Assessor jurídico tenta desqualificar reportagem sobre secretárias gastonas

Luiz Carlos Rodrigues Rosa Júnior, preferiu fazer comentário desastroso e ignóbil em um grupo de WhatsApp, que responder oficialmente ao e-mail encaminhado pelo jornal

O assessor jurídico da prefeitura, Luiz Carlos Rodrigues Rosa Júnior, que desde o último dia 22 de março e até hoje somente responde pela Secretaria Municipal de Gestão e Planejamento, tapando o buraco das férias do titular Edilson César De Nadai, preferiu usar um dos muitos grupos de WhatsApp por onde circulou a notícia da gastança das secretárias comissionadas de Cunha, para detratar o jornal e seus responsáveis, por ter feito a denúncia. Ele preferiu fazer a defesa com termos chulos, ao invés de responder oficialmente ao e-mail encaminhado pelo Planeta News, já que essa seria talvez uma de suas funções.

A matéria “Secretárias de Cunha retiraram mais de R$ 70,9 mil para viagens em 2017/2018”, teve enorme repercussão na cidade, com mais de quatro mil acessos ao site do jornal, centenas de compartilhamentos no Facebook e ainda intensa circulação nos grupos de WhatsApp. Talvez mais preocupado com isso do que com o dever do esclarecimento à opinião pública, Rosa Júnior escreveu num deles:

“(Nome da pessoa), a coisa não é bem assim. Pela Lei, somente funcionários públicos podem fazer empenhos de viagem para atuar como fiscalizador de gastos. Notícia podre, comprada e irreal. Pior, o jornalista que escreveu estava em cargo comissionado na gestão anterior e sabe como funciona (sic). Inclusive na gestão anterior tinha empenho até em nome de cargo de baixo escalão. Somente para esclarecer, ok? Abraços. Notícia podre”, fechou.

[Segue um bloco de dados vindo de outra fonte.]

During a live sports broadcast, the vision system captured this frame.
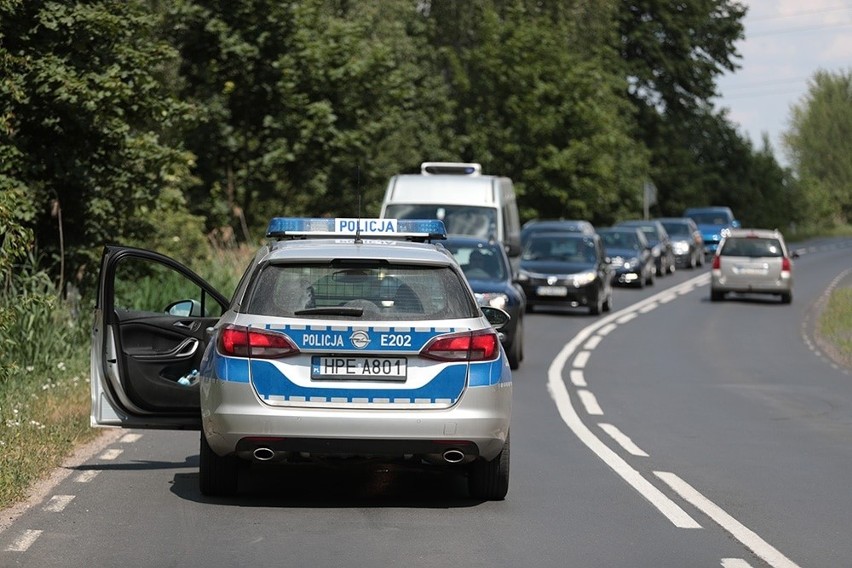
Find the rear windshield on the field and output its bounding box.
[385,203,499,239]
[720,237,784,258]
[245,261,479,321]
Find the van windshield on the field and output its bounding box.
[385,203,498,239]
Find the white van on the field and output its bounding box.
[380,162,521,257]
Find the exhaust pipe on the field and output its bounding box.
[443,450,464,463]
[252,448,275,461]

A matéria originou-se de uma pesquisa feita pela redação do Planeta News junto ao Portal da Transparência, que possibilitou constatar uma situação no mínimo inusitada. Duas funcionárias comissionadas no Gabinete do prefeito Fernando Cunha (PR) têm em seus nomes, retiradas a título de despesas de viagens que somam em 2017, R$ 55.033,90, e só nos dois primeiros meses e meio de 2018, os valores já chegam a R$ 15.925,66.

Ou seja, sem que se tenha conseguido saber que tipos de viagens são essas ou mesmo se o dinheiro tirado em nome delas serve, na verdade, ao prefeito, a dupla Elaine e Taise retiraram, em 2017 e nos primeiros meses de 2018 (1º de janeiro a 20 de março), um total de R$ 70.959,56. Quanto retornou deste total aos cofres públicos, se é que voltou, não foi possível também apurar.

De acordo com informações obtidas junto ao Tribunal de Contas do Estado de São Paulo, secção de São José do Rio Preto, “agente político não pode empenhar despesas em seu nome”. Sendo assim, Cunha pode estar usando o artifício de colocar em nome das funcionárias o dinheiro que retira para suas viagens, caso não sejam as próprias funcionárias que se deslocam.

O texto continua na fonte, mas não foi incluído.